Weber, T., Roessli, B., Stock, C., Keller, T., Schmalzl, K., Bourdarot, F., et al. (2017). Transverse acoustic phonon anomalies at intermediate wave vectors in MgV2O4. Physical Review B, 96(18): 184301.


Cite as: https://hdl.handle.net/21.11116/0000-000E-D04E-0
Abstract
Magnetic spinels (with chemical formula AX(2)O(4), with X a 3d transition metal ion) that also have an orbital degeneracy are Jahn-Teller active and hence possess a coupling between spin and lattice degrees of freedom. At high temperatures, MgV2O4 is a cubic spinel based on V3+ ions with a spin S = 1 and a triply degenerate orbital ground state. A structural transition occurs at T-OO = 63 K to an orbitally ordered phase with a tetragonal unit cell followed by an antiferromagnetic transition of T-N = 42 K on cooling. We apply neutron spectroscopy in single crystals of MgV2O4 to show an anomaly for intermediate wave vectors at T-OO associated with the acoustic phonon sensitive to the shear elastic modulus (C-11 - C-12)/2. On warming, the shear mode softens for momentum transfers near close to half the Brillouin zone boundary, but recovers near the zone center.

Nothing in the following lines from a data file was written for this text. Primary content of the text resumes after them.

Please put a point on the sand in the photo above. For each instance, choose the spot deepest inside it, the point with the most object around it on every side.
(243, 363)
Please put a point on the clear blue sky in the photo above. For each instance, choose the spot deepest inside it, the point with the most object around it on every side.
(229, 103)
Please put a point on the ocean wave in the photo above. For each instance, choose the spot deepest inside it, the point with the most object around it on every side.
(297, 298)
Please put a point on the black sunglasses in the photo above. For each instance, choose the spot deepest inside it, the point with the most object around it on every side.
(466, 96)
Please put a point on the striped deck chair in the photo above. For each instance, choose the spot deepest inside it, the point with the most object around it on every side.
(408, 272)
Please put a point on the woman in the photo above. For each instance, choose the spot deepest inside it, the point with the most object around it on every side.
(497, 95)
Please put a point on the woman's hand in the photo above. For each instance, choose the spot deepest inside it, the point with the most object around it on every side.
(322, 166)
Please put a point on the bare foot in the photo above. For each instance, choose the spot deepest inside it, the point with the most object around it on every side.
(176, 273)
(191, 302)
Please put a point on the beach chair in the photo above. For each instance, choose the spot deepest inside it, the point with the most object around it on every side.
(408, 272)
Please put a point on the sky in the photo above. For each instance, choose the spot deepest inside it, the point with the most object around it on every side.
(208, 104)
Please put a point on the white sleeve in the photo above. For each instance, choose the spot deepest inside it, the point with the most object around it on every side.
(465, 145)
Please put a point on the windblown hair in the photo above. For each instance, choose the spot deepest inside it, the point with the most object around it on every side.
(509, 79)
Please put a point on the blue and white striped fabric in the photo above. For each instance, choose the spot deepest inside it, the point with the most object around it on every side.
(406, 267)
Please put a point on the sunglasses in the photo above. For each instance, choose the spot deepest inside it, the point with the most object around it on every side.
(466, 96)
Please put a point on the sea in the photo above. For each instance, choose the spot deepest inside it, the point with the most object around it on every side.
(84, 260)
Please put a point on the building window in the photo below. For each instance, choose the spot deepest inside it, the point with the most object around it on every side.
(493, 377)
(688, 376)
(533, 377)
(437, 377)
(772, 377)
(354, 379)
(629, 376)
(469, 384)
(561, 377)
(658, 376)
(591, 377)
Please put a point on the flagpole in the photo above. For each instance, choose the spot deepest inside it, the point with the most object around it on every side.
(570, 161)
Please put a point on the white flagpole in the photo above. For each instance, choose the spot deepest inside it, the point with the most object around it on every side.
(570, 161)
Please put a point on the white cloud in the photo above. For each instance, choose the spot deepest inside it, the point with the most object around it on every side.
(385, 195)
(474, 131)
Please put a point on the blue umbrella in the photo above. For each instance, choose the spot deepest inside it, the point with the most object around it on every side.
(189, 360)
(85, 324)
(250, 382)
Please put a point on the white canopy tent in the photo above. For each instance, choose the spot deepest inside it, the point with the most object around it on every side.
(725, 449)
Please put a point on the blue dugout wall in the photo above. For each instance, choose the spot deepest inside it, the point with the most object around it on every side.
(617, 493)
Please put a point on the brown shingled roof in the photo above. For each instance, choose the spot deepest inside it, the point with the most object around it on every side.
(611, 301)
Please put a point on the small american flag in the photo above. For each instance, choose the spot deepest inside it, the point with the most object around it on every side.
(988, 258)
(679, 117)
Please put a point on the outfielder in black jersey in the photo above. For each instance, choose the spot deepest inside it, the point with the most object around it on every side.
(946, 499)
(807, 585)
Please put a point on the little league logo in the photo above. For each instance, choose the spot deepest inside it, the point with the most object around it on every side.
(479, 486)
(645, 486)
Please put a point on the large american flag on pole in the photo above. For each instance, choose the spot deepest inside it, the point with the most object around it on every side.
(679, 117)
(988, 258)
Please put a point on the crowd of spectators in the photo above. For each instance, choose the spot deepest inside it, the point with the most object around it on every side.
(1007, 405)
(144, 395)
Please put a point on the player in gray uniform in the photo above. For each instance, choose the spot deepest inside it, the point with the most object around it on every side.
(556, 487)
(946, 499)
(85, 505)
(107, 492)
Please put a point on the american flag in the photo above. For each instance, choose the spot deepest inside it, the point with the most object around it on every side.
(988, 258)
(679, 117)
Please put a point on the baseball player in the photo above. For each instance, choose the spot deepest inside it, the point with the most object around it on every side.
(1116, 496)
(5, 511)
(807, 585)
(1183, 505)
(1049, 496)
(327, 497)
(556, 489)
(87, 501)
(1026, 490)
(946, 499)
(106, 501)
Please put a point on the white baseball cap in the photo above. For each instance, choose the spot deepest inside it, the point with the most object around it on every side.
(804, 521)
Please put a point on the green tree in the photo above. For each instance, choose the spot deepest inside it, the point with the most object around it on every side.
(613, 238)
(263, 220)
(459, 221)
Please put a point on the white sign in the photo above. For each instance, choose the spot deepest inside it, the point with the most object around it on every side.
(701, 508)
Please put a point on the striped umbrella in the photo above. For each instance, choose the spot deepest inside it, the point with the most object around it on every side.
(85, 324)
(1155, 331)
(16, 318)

High resolution spin-echo measurements further illustrate a temporal broadening with increased temperature over this intermediate range of wave vectors, indicative of a reduction in phonon lifetime. A subtle shift in phonon frequencies over the same range of momentum transfers is observed with magnetic fields. We discuss this acoustic anomaly in context of coupling to orbital and charge fluctuations.